In general, people have a lot of misunderstandings about sharks, and it makes sense. Most of us only see sharks on TV or in movies, and they’re often the villain of the story — a creature with sinister intentions stalking people and hungry for blood. However, the reality is very different, sharks are not very dangerous to humans, but they are everywhere — and there’s a map that tracks where Sharks are roaming in the ocean.
OCEARCH is a non-profit organization researching sharks by collecting data from the animals themselves through tracking wild sharks. Since 2007, the research team has undergone 45 expeditions and has tagged 437 animals. Those tags allow researchers to track where the animals are in the vast ocean, and anyone can follow along with the organization’s tracking map.
At a glance, you can see sharks all over, with many of them along the beach shores of the United States and Australia. However, OCEARCH tracking isn’t meant to warn people of sharks along the coast of popular beaches because they’re always there, they’ve always been there, and they’re not putting humans in danger.
The OCEARCH research teams hope their tracking data will de-Jawsify the general misunderstanding that these giant mammals are a threat to people and that looking for blood when they get close to the shoreline.

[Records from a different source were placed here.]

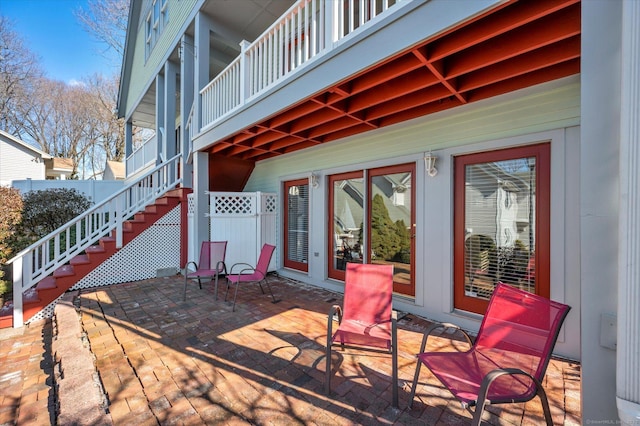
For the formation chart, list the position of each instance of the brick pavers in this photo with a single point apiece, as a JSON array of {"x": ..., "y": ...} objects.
[
  {"x": 163, "y": 361},
  {"x": 27, "y": 392}
]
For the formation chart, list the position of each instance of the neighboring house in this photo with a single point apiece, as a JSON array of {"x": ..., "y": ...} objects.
[
  {"x": 59, "y": 168},
  {"x": 313, "y": 97},
  {"x": 114, "y": 170},
  {"x": 19, "y": 160}
]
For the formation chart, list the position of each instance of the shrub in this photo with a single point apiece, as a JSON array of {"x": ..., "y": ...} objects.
[
  {"x": 47, "y": 210},
  {"x": 10, "y": 213}
]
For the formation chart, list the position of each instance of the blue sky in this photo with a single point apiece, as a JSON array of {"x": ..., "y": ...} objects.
[{"x": 50, "y": 29}]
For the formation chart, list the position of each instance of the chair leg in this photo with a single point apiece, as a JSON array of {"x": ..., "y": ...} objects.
[
  {"x": 227, "y": 292},
  {"x": 233, "y": 308},
  {"x": 327, "y": 377},
  {"x": 271, "y": 292},
  {"x": 184, "y": 291},
  {"x": 418, "y": 366},
  {"x": 215, "y": 289},
  {"x": 394, "y": 366},
  {"x": 545, "y": 405}
]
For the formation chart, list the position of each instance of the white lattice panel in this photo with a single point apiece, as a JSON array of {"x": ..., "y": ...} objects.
[
  {"x": 269, "y": 203},
  {"x": 191, "y": 204},
  {"x": 233, "y": 205},
  {"x": 158, "y": 247},
  {"x": 246, "y": 220}
]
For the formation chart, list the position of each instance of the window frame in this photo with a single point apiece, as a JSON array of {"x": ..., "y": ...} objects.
[
  {"x": 332, "y": 272},
  {"x": 288, "y": 263},
  {"x": 542, "y": 245}
]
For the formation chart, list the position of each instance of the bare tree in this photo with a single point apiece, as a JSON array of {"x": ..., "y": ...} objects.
[
  {"x": 106, "y": 20},
  {"x": 18, "y": 67}
]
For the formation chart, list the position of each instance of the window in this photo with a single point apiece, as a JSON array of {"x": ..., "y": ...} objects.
[
  {"x": 155, "y": 21},
  {"x": 372, "y": 221},
  {"x": 501, "y": 223},
  {"x": 346, "y": 216},
  {"x": 296, "y": 224}
]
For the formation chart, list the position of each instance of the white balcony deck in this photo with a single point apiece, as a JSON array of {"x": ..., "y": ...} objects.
[{"x": 311, "y": 47}]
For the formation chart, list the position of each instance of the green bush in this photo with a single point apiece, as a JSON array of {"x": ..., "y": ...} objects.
[
  {"x": 10, "y": 214},
  {"x": 33, "y": 216},
  {"x": 47, "y": 210}
]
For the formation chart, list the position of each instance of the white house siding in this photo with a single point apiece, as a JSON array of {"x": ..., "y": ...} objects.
[
  {"x": 546, "y": 112},
  {"x": 17, "y": 162},
  {"x": 147, "y": 69}
]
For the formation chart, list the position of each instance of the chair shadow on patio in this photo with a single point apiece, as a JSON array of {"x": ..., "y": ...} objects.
[{"x": 161, "y": 360}]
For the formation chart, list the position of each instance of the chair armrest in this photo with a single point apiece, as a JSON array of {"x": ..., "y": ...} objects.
[
  {"x": 488, "y": 379},
  {"x": 186, "y": 267},
  {"x": 223, "y": 265},
  {"x": 240, "y": 264},
  {"x": 443, "y": 325}
]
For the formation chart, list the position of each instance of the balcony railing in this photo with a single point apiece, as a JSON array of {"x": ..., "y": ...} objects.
[
  {"x": 309, "y": 29},
  {"x": 144, "y": 156}
]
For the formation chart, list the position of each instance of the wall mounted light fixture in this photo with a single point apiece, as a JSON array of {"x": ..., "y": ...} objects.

According to the National Ocean Service, we really shouldn’t fear sharks because most “are not dangerous to humans” and “people are not part of their natural diet.” And it’s essential to keep in mind that sharks are endangered because of humans, primarily due to overfishing, illegal fishing, and bycatching— when sharks are caught incidentally by fishing gear.
As parents, it’s good to help teach our kids that sharks aren’t something we should be afraid of, not only because that fear is built on assumptions but also because fearing sharks unnecessarily may harm our kids.
“If your kid is afraid of the water, they’re not going to experience all the other things that the oceans have to offer,” Jasmin Graham, a marine biologist at the Mote Marine Laboratory and Aquarium in Florida, told National Geographic. “The last thing you want to do is take that away from your kid.”
She continued, “Every time you get in the water, there are probably about 20 sharks in that area, and you don’t see them. They’re staying out of your way. They’re just living their lives.”
Graham also said that it’s good to let our kids know that these creatures have more to fear from humans than we do for them, sharing that it’s estimated that humans kill approximately 100 million sharks every year — sharks kill four people on average.
“So, of the two animals in this situation, one is definitely a bigger threat to the other,” Graham said.
National Geographic shares that teaching our kids about sharks and showing them books and documentaries about sharks can pique their interest without adding in any unnecessary fear.
Be sure to check out the OCEARCH map with your kids, too.